С этим папа ничего не мог поделать. Так в доме стало два хозяина, отчего происходили постоянные ссоры.

– Где мой молоток? – кричал в гневе папа, дергая руками и ногами, а Сергей Петрович только улыбался.

– Куда подевались пассатижи? – вопил папа, бегая из комнаты в комнату, а Сергей Петрович примирительно поднимал руки к потолку, как бы показывая: мол, вешал люстру и не положил пассатижи на место.

И только одна Лена повторяла:

– Любовь – музыка сердца.

Однажды папа собрался и ушел, а вернулся через пятнадцать лет, когда Сергей Петрович, задохнувшись, закончил свой путь прямо на Лене. Он лежал голый и синий, с дурацкой блаженной улыбкой на устах, с корявым коричневым родимым пятном на копчике, глупый и скукожившийся.

– Любовь – это музыка сердца, – сказала Лена, с трудом вылезая из-под вмиг отяжелевшего Сергея Петровича.

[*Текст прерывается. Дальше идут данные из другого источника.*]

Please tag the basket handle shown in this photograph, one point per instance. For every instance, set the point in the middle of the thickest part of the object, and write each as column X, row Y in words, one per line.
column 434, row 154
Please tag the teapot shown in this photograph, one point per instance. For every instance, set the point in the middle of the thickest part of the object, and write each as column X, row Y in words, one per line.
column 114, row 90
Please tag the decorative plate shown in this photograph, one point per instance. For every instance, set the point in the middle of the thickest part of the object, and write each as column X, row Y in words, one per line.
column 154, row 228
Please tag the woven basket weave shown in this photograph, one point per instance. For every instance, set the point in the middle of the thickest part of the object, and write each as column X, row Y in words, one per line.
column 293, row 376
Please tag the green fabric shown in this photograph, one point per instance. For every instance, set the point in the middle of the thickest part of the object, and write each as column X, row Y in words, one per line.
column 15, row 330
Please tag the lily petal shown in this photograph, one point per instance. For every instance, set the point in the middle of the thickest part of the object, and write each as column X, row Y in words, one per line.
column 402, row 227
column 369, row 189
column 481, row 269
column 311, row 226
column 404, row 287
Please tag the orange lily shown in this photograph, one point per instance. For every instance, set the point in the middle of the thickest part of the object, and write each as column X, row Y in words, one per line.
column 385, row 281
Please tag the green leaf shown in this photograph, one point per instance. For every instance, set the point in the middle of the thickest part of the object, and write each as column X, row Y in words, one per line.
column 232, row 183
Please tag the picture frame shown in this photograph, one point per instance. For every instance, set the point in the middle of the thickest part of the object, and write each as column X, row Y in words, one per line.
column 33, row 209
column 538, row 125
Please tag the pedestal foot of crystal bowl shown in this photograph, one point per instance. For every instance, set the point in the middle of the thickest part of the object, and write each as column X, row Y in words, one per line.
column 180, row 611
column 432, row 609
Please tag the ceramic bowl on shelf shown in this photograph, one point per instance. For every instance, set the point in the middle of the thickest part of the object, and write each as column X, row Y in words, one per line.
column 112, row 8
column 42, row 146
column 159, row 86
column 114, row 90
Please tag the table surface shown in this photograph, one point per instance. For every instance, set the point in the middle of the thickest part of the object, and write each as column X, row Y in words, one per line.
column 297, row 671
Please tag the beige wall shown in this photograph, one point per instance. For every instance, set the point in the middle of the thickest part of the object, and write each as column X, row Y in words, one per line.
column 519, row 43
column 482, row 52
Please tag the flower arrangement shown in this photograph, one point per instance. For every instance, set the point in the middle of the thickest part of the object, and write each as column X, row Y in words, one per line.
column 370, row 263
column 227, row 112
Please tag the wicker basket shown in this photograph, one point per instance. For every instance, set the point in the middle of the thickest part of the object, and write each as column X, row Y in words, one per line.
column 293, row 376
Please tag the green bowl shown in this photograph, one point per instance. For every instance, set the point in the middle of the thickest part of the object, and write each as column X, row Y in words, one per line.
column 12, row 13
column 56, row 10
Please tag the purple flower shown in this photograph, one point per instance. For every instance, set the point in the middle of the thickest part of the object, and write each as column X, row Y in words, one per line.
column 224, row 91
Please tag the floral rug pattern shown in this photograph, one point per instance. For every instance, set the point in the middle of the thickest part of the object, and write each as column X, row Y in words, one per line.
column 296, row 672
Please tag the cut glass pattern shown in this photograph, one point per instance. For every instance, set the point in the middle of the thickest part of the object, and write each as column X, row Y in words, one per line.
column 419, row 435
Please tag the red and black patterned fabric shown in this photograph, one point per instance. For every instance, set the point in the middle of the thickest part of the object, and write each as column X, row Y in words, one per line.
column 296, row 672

– Эх ты, железный человек, – прошептал папа.

Чужие письма

Это была первая и единственная женщина, у которой я тайно перечитывал электронную почту. Красивая, очень-очень красивая. Высокая. Стройная. И домашняя. Когда она стояла перед широким, необъятным, посеребренным зеркалом в моей дээспэшной прихожке в ореховых тонах и тщательно, не пропуская ни одного сантиметра тонкой кожи, рассматривала бледное и одухотворенное лицо с небольшими синими мешками под глазами, я незаметно наблюдал за ней из другого конца длинного сталинского коридора, попыхивая сигаретой. Она медленно и осторожно массировала виски наманикюренными пальчиками, прикладывала тоненькие кусочки огурца к набухшим от короткого сна векам, вытягивала в разные стороны алые артистические губы, тренируя улыбку и уныние. Иногда она морщила лобик. Иногда лицо приобретало вид воинственный, до конца не понятный и неудобный мне. Бывало, оно светлело. Сверкали синие широкие глаза. Одинокая каштановая масленая прядь падала на ровный, как хоккейная площадка, белый лоб. Из-под короткого китайского халата в мелкую красную шотландскую клетку торчали крепкие, мускулистые, пока еще молодые ноги, ровные и однотонные, без единого пятнышка, с небольшой родинкой на левой ступне. Изящные, ухоженные ногти выкрашены в странный, фиолетовый, как говорит моя мама – вдовий цвет.